Culms 1--2 m tall, 0.4--1 cm thick, pendulous; internodes 8--20 cm, not ridged, proximally glabrous, distally with light brown wooly scurf denser and darker in persistent ring below node; nodes not raised; branches 1(--2). Culm sheath longer than the internode, to 30 cm, apically narrow, to 3 mm wide, with sparse appressed antrorse setae and light wooly wax at first, external margin with dense light brown wooly hairs, internal margin glabrous and membranous; auricles absent; oral setae sparse, to 5 mm long, erect; ligule to 1 mm, truncate; blade to 5 cm, narrow, subulate, to 3 mm wide, erect, glabrous, deciduous. Leaf sheaths terete, glabrous, not pruinose, margins glabrous; ligule truncate to rounded, to 2mm, entire, glabrous, external ligule not ciliate; blade large, broad, 30--60 cm long, to 5--9 cm wide, abaxially minutely appressed-white-pubescent, and softly hairy along one side of midrib. Name from Latin tessellatus, ‘tessellate’ for the square pattern of venation on the leaf blades.
Indocalamus tessellatus spreads widely and forms rather untidy mounds, with the culms being weighed down by the very large foliage leaf blades.
Bambusa tessellata was described from unusually large tessellate bamboo leaves wrapping tea from China, with no type material preserved.
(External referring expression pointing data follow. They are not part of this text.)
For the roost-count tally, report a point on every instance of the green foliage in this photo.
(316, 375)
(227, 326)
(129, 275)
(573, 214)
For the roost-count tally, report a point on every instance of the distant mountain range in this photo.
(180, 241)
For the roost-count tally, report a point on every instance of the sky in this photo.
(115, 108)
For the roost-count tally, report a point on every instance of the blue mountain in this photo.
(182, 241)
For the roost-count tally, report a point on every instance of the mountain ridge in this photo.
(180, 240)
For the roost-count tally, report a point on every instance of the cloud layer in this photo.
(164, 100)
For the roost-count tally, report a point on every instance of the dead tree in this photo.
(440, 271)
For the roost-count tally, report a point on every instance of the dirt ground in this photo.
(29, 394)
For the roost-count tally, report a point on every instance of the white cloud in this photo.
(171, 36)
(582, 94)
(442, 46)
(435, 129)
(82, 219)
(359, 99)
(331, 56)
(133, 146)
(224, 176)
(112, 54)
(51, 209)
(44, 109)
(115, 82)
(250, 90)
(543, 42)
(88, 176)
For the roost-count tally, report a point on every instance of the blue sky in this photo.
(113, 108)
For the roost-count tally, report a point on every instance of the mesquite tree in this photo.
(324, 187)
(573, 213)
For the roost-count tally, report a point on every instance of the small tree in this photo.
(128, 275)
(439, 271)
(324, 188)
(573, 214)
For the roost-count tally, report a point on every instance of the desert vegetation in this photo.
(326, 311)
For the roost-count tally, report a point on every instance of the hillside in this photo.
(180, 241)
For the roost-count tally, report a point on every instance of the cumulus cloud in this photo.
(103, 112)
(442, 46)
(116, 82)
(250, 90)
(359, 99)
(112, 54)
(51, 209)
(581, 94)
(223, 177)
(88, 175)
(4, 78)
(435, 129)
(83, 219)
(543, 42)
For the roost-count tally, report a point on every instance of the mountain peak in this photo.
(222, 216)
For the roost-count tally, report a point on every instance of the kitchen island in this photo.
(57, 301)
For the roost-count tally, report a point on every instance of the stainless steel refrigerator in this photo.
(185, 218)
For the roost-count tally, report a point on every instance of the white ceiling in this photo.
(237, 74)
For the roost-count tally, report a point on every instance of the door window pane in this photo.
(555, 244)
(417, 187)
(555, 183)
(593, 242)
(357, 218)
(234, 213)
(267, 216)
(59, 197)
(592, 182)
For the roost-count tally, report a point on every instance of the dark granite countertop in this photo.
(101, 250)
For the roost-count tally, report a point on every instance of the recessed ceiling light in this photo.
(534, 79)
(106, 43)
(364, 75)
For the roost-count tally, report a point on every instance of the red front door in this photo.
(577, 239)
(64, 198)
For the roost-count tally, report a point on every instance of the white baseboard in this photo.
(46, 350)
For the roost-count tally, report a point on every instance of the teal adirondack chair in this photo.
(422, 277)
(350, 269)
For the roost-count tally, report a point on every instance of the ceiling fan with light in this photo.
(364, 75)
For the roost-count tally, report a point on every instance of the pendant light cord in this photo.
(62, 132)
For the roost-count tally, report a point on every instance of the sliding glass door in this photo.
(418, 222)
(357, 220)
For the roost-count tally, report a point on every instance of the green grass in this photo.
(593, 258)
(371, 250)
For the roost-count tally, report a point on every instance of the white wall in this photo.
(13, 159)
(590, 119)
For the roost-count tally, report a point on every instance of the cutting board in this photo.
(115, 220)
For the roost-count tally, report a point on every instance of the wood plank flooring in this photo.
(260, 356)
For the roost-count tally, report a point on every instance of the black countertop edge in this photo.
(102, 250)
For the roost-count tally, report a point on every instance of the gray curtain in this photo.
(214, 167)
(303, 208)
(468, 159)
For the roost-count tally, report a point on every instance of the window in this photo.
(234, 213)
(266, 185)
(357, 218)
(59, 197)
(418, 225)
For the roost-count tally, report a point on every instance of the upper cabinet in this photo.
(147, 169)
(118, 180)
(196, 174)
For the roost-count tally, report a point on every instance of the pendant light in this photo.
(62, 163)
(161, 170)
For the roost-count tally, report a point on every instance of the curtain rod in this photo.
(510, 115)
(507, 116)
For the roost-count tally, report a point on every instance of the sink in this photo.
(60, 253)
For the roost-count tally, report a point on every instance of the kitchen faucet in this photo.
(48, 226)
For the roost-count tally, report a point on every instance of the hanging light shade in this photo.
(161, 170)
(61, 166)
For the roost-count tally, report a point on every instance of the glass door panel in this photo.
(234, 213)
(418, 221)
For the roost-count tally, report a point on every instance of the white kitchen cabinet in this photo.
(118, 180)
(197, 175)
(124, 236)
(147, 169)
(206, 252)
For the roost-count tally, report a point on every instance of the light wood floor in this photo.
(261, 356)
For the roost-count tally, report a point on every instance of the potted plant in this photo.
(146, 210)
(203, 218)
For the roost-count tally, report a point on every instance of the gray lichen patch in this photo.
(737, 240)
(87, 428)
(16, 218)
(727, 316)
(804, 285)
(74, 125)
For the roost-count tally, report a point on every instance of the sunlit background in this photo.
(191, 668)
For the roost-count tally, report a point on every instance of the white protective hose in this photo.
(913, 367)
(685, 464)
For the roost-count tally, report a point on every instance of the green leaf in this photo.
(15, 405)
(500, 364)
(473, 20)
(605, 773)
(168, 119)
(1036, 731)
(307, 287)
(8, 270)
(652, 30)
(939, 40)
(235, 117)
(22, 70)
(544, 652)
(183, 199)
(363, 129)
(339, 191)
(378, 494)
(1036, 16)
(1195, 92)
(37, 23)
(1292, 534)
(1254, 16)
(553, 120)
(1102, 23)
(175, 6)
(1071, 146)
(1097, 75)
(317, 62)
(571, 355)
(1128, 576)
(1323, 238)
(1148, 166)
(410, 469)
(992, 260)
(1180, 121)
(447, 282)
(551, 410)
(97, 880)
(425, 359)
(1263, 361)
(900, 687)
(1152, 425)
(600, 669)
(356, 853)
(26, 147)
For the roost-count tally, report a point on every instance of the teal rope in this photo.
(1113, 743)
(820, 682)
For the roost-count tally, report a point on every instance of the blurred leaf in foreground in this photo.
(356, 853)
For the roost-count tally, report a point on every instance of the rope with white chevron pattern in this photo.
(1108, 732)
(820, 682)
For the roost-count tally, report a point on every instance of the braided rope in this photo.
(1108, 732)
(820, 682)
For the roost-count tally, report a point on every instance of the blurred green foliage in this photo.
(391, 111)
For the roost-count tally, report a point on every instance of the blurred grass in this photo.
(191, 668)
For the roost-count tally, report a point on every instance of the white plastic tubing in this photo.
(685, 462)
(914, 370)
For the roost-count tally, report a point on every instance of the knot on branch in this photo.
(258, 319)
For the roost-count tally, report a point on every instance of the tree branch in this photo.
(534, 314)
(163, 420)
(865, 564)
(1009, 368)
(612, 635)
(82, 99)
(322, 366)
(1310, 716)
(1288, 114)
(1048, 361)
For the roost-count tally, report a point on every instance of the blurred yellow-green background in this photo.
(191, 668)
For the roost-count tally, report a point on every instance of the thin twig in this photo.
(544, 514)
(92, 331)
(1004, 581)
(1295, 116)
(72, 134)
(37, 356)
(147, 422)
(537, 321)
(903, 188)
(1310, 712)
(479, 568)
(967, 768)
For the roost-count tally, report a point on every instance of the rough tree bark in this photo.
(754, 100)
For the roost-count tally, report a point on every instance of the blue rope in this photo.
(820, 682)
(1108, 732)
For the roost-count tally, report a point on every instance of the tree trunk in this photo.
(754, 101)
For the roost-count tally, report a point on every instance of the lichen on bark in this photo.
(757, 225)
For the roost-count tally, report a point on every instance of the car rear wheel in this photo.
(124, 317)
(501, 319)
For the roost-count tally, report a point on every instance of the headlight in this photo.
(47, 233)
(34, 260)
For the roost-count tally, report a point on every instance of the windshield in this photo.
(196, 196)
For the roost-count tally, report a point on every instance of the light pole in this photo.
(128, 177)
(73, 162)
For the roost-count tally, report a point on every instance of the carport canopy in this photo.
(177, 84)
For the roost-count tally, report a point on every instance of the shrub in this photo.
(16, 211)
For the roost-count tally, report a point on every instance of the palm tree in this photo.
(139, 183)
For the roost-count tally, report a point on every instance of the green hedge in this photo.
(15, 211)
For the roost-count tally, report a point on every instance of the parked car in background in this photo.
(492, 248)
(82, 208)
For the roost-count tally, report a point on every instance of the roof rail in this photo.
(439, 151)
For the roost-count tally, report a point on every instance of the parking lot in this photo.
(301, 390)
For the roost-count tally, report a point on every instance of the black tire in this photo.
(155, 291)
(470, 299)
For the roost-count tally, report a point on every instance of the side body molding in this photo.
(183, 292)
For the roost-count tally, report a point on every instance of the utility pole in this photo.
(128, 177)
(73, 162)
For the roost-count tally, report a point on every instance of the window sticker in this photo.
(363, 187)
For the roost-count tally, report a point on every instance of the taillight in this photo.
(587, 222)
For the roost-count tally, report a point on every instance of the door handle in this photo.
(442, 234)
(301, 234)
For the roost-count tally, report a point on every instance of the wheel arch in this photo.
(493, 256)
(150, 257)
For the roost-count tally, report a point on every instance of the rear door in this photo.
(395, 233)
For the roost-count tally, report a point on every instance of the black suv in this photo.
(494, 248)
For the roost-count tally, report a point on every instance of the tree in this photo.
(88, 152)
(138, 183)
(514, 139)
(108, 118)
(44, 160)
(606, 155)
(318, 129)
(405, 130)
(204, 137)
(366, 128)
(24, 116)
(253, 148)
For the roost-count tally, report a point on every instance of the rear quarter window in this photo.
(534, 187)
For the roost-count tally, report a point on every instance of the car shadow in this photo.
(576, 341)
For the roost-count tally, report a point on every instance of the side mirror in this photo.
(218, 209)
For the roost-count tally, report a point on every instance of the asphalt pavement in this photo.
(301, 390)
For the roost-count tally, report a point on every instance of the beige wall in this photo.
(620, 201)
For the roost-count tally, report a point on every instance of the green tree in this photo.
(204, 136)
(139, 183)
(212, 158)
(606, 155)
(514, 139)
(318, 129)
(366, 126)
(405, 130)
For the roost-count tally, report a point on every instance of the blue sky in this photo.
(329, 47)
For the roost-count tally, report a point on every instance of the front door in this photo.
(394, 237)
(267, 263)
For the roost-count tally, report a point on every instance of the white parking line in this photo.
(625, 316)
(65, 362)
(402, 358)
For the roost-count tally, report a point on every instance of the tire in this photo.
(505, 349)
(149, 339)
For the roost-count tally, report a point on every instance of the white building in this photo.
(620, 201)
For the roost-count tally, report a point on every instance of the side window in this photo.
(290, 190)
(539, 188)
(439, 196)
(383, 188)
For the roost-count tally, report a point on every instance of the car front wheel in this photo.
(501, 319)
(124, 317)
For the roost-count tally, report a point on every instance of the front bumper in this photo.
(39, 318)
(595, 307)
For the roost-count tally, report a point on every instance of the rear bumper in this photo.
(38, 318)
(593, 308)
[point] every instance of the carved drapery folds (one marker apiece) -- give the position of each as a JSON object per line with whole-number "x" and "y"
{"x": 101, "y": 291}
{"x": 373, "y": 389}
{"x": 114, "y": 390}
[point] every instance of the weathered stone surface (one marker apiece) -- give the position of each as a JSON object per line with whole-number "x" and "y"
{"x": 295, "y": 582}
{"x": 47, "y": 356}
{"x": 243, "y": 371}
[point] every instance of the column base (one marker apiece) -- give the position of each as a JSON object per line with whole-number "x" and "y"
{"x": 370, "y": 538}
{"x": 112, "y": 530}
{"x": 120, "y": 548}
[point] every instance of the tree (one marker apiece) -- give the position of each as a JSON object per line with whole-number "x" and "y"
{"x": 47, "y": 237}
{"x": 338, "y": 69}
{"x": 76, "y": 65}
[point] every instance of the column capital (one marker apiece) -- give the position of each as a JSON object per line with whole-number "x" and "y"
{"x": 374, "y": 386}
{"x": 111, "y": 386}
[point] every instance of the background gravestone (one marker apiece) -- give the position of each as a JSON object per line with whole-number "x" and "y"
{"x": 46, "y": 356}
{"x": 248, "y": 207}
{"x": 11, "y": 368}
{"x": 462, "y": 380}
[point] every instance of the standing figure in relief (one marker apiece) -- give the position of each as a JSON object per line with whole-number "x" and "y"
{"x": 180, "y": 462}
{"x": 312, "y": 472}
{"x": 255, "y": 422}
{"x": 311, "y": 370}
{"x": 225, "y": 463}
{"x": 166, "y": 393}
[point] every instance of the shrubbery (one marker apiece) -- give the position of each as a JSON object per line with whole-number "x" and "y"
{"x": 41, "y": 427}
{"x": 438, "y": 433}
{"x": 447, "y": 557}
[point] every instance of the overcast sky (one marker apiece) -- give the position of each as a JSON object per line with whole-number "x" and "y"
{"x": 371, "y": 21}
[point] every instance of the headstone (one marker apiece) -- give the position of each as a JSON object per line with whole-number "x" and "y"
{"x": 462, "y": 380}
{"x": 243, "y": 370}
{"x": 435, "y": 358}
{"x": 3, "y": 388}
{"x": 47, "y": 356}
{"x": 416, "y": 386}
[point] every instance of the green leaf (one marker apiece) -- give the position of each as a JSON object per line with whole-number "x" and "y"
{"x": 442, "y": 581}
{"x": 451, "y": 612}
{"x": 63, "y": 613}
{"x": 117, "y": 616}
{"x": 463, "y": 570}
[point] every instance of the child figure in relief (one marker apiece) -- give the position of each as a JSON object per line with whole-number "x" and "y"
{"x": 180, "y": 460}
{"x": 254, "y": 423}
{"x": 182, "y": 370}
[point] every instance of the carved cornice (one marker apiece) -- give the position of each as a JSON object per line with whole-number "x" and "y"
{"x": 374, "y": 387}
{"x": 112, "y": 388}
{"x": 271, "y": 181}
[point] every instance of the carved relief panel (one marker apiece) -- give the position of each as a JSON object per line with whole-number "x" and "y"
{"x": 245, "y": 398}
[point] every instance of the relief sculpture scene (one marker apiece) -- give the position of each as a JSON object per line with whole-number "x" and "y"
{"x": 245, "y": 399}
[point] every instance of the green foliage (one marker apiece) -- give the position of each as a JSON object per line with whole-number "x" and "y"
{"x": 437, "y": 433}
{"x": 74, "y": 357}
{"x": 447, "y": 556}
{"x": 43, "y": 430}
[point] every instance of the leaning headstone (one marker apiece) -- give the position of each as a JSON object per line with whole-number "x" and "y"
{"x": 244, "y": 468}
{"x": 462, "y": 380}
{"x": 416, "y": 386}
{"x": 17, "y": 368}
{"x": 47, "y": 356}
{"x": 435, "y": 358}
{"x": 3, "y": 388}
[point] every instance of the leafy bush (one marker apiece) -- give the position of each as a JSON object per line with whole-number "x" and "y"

Nine years later Munro (1877) considered that leaves of a rare bamboo in Europe, published without description as Bambusa ragamowski by nurseryman George Wheeler in 1876, represented his species, B. tessellata, having the same large size, tessellation and hairs. Leaves used for packaging tea were later preserved at Kew (Brown 1889), and both Munro and Brown were convinced that they were the same species as Bambusa ragamowski. Rightly or wrongly the name B. tessellata has been applied to that bamboo in cultivation ever since, with description expanded by Mitford (1896) and Bean (1914), illustration by Bean (1894), and typification by material from a flowering cultivated plant.
Wheeler (1876) explained how it was first grown as a species of Arundo, an understandable mistake at that time, and that he had obtained it from Aylmer Bourke Lambert. He recalled that Lambert had grown it: “under the name (given verbally) of Arundo Ragamowskii, so the orthography may not be quite correct”. Lambert had died in 1842 and bamboos take a few years to be established, divided, and passed on. From the name Ragamowskii I suspect that Lambert may well have obtained his plant from the collection of Count Alexei Kirillovich Razumovsky (1748–1822) at his Gorenka estate near Moscow. It was not included in the last catalogue of plants there (Fischer 1812), which did include 12 species of Arundo (as well as the description of a new genus of bamboo). Razumovsky left the estate in 1818, so it would have been acquired from China between 1812 & 1818. At that time plants could generally only be introduced from coastal port areas of E China, especially those around Canton.